Ecrit à la première personne, il présente un écrivain revenant sur les
lieux de son enfance, se remémorant un épisode douloureux puis formulant une
fin d’espoir :
« Les
souvenirs affluent puis s’évanouissent comme un mirage » (p.58)
« Le passé
est passé et c’est beaucoup mieux comme ça » (p.58)

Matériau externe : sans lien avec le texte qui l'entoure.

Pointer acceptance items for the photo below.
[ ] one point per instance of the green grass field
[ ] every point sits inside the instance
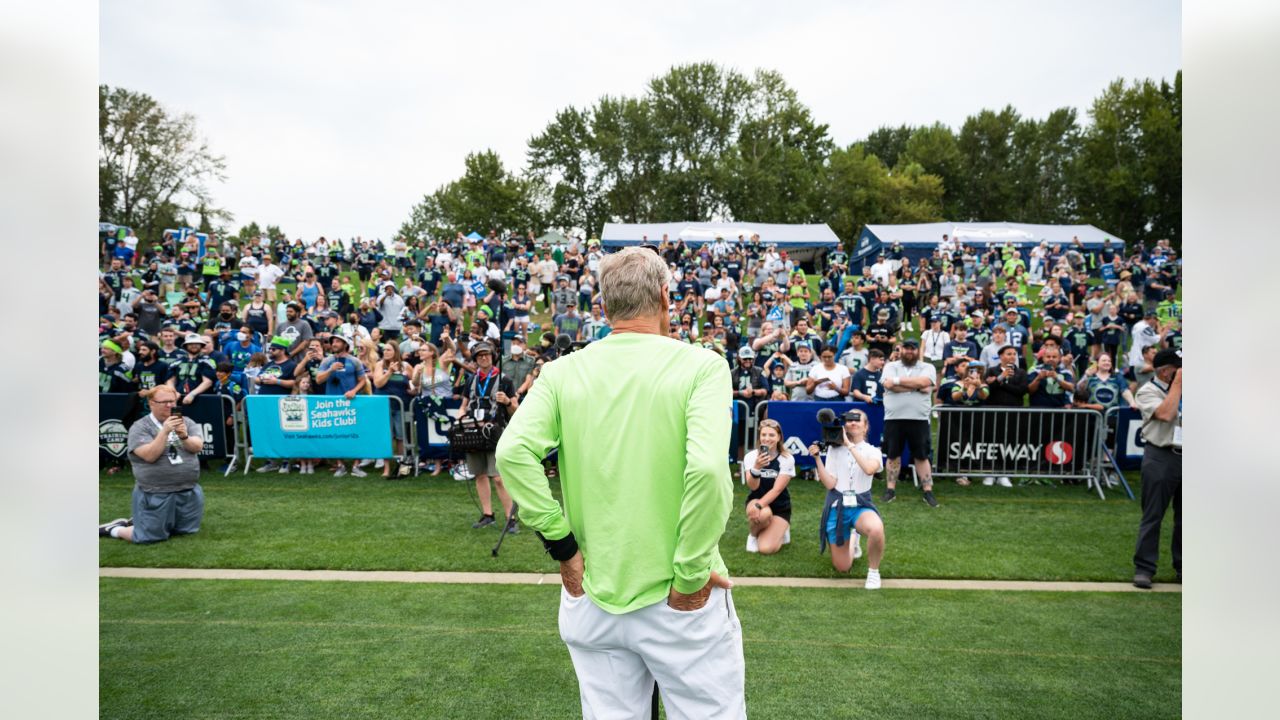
(220, 648)
(319, 522)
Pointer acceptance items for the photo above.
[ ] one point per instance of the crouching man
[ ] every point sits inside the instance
(164, 450)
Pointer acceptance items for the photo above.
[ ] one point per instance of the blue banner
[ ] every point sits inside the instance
(434, 422)
(320, 425)
(1128, 440)
(800, 424)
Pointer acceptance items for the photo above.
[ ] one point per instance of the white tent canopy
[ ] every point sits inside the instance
(786, 237)
(981, 233)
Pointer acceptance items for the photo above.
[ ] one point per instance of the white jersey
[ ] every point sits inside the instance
(850, 477)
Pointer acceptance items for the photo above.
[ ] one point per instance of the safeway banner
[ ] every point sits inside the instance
(1018, 443)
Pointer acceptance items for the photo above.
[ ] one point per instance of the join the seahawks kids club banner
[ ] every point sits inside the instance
(320, 425)
(117, 411)
(1028, 442)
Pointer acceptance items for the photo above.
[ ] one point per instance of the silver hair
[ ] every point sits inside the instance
(632, 283)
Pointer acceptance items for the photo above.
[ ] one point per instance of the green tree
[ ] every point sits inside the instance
(888, 144)
(154, 168)
(987, 191)
(485, 197)
(1128, 172)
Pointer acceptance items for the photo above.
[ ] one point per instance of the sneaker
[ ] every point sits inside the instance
(872, 580)
(104, 531)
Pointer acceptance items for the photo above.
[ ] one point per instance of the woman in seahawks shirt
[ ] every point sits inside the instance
(767, 472)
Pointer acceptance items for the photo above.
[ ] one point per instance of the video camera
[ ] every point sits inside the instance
(832, 429)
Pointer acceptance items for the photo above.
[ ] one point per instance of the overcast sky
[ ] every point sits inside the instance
(336, 118)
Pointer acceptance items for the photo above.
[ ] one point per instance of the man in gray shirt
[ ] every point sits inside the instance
(908, 397)
(164, 450)
(391, 305)
(295, 328)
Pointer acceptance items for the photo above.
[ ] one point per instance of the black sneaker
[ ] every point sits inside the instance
(104, 531)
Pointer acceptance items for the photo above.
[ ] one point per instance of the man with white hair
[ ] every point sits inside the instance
(641, 423)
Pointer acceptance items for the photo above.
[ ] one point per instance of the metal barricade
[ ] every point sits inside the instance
(1019, 442)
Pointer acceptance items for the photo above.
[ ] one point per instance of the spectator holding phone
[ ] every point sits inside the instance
(767, 472)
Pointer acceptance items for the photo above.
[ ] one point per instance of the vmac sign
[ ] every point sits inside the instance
(1016, 443)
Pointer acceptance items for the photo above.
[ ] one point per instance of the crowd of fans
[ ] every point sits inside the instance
(1055, 327)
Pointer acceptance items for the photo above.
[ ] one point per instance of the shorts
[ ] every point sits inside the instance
(912, 433)
(851, 515)
(158, 515)
(397, 422)
(785, 513)
(483, 463)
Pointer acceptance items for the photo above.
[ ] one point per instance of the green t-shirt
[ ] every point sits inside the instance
(641, 423)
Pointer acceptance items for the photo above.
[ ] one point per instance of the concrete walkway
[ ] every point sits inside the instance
(548, 579)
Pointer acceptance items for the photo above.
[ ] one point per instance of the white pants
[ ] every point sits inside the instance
(695, 657)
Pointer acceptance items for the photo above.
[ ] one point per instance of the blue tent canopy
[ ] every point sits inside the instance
(920, 240)
(694, 233)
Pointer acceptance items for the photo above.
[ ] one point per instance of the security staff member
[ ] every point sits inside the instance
(1161, 405)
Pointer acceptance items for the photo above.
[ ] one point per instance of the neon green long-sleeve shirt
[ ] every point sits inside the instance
(643, 425)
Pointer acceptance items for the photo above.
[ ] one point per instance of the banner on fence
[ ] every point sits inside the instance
(320, 425)
(1128, 441)
(117, 411)
(434, 420)
(995, 442)
(800, 424)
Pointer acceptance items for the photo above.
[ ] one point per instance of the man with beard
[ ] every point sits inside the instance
(908, 397)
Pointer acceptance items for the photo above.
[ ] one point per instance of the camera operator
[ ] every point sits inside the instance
(767, 470)
(849, 497)
(488, 399)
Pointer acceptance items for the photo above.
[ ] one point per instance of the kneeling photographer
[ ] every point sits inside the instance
(488, 399)
(848, 470)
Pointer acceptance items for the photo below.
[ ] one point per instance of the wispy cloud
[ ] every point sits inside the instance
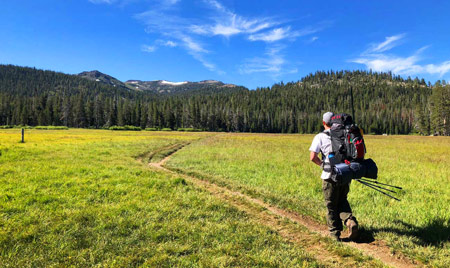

Les deux premiers chapitres font entrer le jeune lecteur ou la jeune lectrice dans un univers mental bouillonnant. Brisant la linéarité de la mise en page, un rythme dense est donné au récit. On regrettera que l’auteur ait préféré se conformer à l’introduction de thèmes qui font, certes, échos à l’actualité, que de poursuivre sur la lancée des deux premiers chapitres à proposer un roman tendu depuis une conscience tourmentée. Est-ce la volonté de s’inscrire pleinement dans la littérature jeunesse et donc d’en suivre les codes prescriptifs ? Est-ce essoufflement de l’intrigue ? Nous penchons pour la première préoccupation.
MORISSE
Fred, Sauvons les animaux du zoo !, éditions chant d’orties
- éditions Le bas du pavé, 2020, 159 p. 16€
La
littérature est ce champ de culture où les faits anecdotiques pour l’Histoire
officielle retrouve leur place parmi l’histoire réelle des peuples. Sauvons
les animaux du zoo ! en est une illustration.
Durant le
siège de Paris par les prussiens, en cet hiver 1870/1871, les riches mangent à
leur faim, se nourrissant en viande au Jardin des Plantes où logent les animaux
exotiques du zoo. Une bande de préadolescents d’un quartier populaire de la
ville va visiter le zoo grâce au grand-père de l’une d’entre eux, ancien guide
en ce lieu. Les pauvres crèvent la faim, les riches s’empiffrent, les animaux
encagés, aussi, sont exploités par les riches. Alors sauvons les animaux, se
disent-ils : voici la lutte des classes transposée sur le front animalier.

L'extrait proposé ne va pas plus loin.